Tuesday, 13 May 2014

A Minor Delay


Alright, time to catch y’all up to speed here.

Tomorrow morning at 6am our flight is leaving America, but not with us on it.

After having a whirlwind week of tests, doctor visits, procedures, and fundraising events, I was just ready for some normalcy. So I think I pretended the pain wasn’t there anymore when I tried to convince everyone that I was ready to head back to Zambia on time. [Pretty sure that’s what fear is. Escapism from the tough stuff even if its tremendously valuable and worth it; the pursuit of comfort. Yikes.]

With one bag fully packed, progress was being made, yet something inside me just felt unsettled.  Yes I could go back trusting God to heal me or manage the pain and that would be alright, but what if God was opening doors to receive healing and treatment through doctors here in America so that I could be fully healthy to be fully effective in Zambia? I’m pretty sure the latter was the case, because within a couple minutes, a doctor here in Raleigh opened up a space so that I could be seen immediately.

Side note: I have pretty extreme anxiety when it comes to anything medical related. I’ve passed out at the eye doctor before. Normal right? I used to be really embarrassed about it, but now I’m at the point that I could wear a t-shirt with it printed across the front and not really care. Yes it’s weird. No I don’t know where it came from, though I know having retired nurses surprise-stab me with a Hepatitis B shot during middle school gym class didn’t quite help with the whole thing. I can live over in Africa, survive just fine in dangerous and uncomfortable situations all by myself, but you will never find me alone at a doctor’s office. Crazy, huh? So all that mumbo jumbo to say- doctor’s visits are really hard for me. Procedures, blood tests, all that fun stuff pretty much knocks me out for an entire day.

So as exciting as it was to get to go to another doctor yesterday, it’s hard. But I am so grateful for God providing this much-needed appointment to continue testing to find the source of this pain. I am so appreciative of a medical team (and family) who knows my fears and is caring towards me.

To get fully caught up, here’s the deal: The doctor needed more time than 36 hours to find the source of my pain.
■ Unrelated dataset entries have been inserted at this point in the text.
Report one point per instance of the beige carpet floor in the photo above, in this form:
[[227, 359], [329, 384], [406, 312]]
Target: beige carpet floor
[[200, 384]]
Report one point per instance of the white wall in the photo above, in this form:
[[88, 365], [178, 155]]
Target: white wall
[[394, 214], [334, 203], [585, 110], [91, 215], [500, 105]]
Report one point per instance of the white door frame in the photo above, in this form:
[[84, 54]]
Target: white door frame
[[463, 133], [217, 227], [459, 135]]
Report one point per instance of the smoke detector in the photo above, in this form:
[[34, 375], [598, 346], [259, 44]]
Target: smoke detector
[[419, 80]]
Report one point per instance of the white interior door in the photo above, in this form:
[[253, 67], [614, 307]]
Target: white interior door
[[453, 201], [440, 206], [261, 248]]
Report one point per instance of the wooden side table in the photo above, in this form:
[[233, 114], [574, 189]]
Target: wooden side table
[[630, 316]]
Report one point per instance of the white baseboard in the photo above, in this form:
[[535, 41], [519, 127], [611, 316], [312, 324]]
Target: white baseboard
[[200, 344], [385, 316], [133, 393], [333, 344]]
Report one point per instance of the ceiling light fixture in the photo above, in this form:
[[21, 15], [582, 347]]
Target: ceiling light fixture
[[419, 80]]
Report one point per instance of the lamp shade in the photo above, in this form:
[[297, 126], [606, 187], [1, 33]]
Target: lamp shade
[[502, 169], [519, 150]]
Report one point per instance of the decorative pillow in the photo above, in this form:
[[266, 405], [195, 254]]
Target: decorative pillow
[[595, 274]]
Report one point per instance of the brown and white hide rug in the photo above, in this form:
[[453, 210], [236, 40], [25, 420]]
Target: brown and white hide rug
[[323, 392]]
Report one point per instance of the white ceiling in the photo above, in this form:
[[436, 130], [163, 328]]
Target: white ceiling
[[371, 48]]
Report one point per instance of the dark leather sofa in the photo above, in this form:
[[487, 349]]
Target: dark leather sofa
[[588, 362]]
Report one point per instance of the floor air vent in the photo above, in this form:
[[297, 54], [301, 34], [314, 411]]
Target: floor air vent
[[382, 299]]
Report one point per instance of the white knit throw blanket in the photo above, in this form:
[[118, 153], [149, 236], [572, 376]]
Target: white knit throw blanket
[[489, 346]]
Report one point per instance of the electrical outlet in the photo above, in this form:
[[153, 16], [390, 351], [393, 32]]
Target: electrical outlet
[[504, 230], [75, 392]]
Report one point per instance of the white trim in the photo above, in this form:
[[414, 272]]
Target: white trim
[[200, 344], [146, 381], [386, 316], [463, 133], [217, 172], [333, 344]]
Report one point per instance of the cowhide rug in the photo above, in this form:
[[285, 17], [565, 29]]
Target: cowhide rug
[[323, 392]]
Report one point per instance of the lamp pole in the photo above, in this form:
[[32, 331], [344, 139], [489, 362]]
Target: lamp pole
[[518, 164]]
So he’s calling for a series of pretty serious tests to narrow down the search. Tomorrow morning is a CT scan, Friday morning an upper endoscopy, and a gallbladder test to wrap it all up next week.

Should everything go according to plan, Wyatt and I will be heading back to Zambia on May 24. We are thankful for open seats on the exact same flight plan just pushed back a few days.
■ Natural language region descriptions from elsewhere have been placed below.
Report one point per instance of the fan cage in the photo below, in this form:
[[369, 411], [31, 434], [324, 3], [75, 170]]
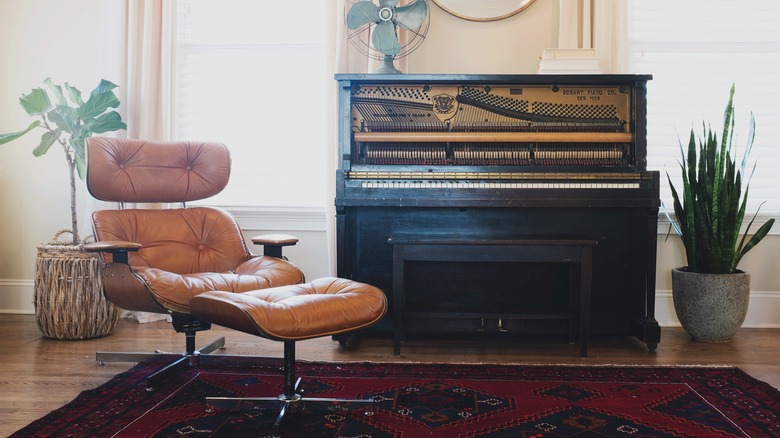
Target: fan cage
[[409, 40]]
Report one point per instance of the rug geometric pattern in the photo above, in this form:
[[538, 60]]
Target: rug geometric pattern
[[416, 400]]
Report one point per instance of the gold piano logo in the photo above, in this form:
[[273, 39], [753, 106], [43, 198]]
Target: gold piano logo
[[444, 104]]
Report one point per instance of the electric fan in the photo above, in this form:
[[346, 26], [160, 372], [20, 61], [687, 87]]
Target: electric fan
[[382, 21]]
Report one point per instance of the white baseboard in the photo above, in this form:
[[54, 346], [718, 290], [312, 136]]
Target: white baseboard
[[763, 311]]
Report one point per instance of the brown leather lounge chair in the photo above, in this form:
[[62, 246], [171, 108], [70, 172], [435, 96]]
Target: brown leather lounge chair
[[158, 259]]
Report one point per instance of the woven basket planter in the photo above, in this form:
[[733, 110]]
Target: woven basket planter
[[69, 301]]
I really am so glad to have the opportunity to receive excellent healthcare while I’m here, and that this issue arose during my time here so it could be attended to properly. Somehow I don’t think that’s a coincidence.  So praise God for that.
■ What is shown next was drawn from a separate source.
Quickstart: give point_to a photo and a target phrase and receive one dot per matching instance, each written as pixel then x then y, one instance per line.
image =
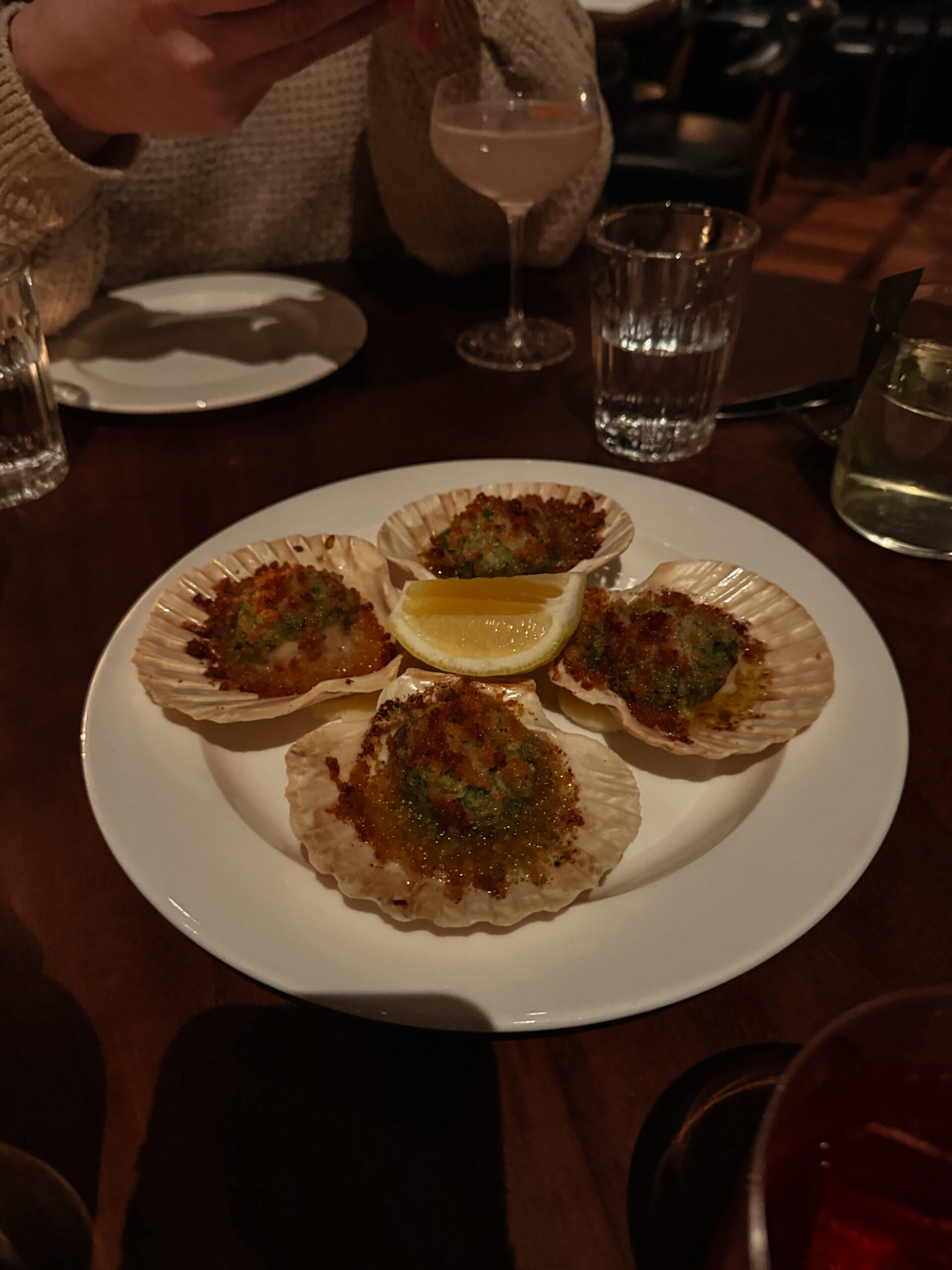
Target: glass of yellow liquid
pixel 892 479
I’ll try to post another recap after these tests have been done, and after I’ve re-watched every Julia Roberts movie as a means of bringing my nerves back down to normalcy after each day of tests.

In the meantime, it would mean so much to us if you wanted to join in praying:
- Praising and thanking God for His provision through doctors who care and whom He gifted in the field of medicine
- Prayers for peace that surpasses all understanding and an overcoming of a fear I’ve battled for over 10 years
- Prayers for thorough tests and wise doctors to come up with a diagnosis and treatment plan
- Prayers for eyes and hearts that see and know that God is good and trustworthy and has plans far greater than we can fathom
- Prayers against any bit of discouragement that tries to creep in
- Praise for Elina, our in-country director, who keeps CiH running in our absence and loves those ladies just like Jesus does 

Thank y'all for your prayers, encouragement, checking in, and for being pretty amazing. God is truly glorified through y'all.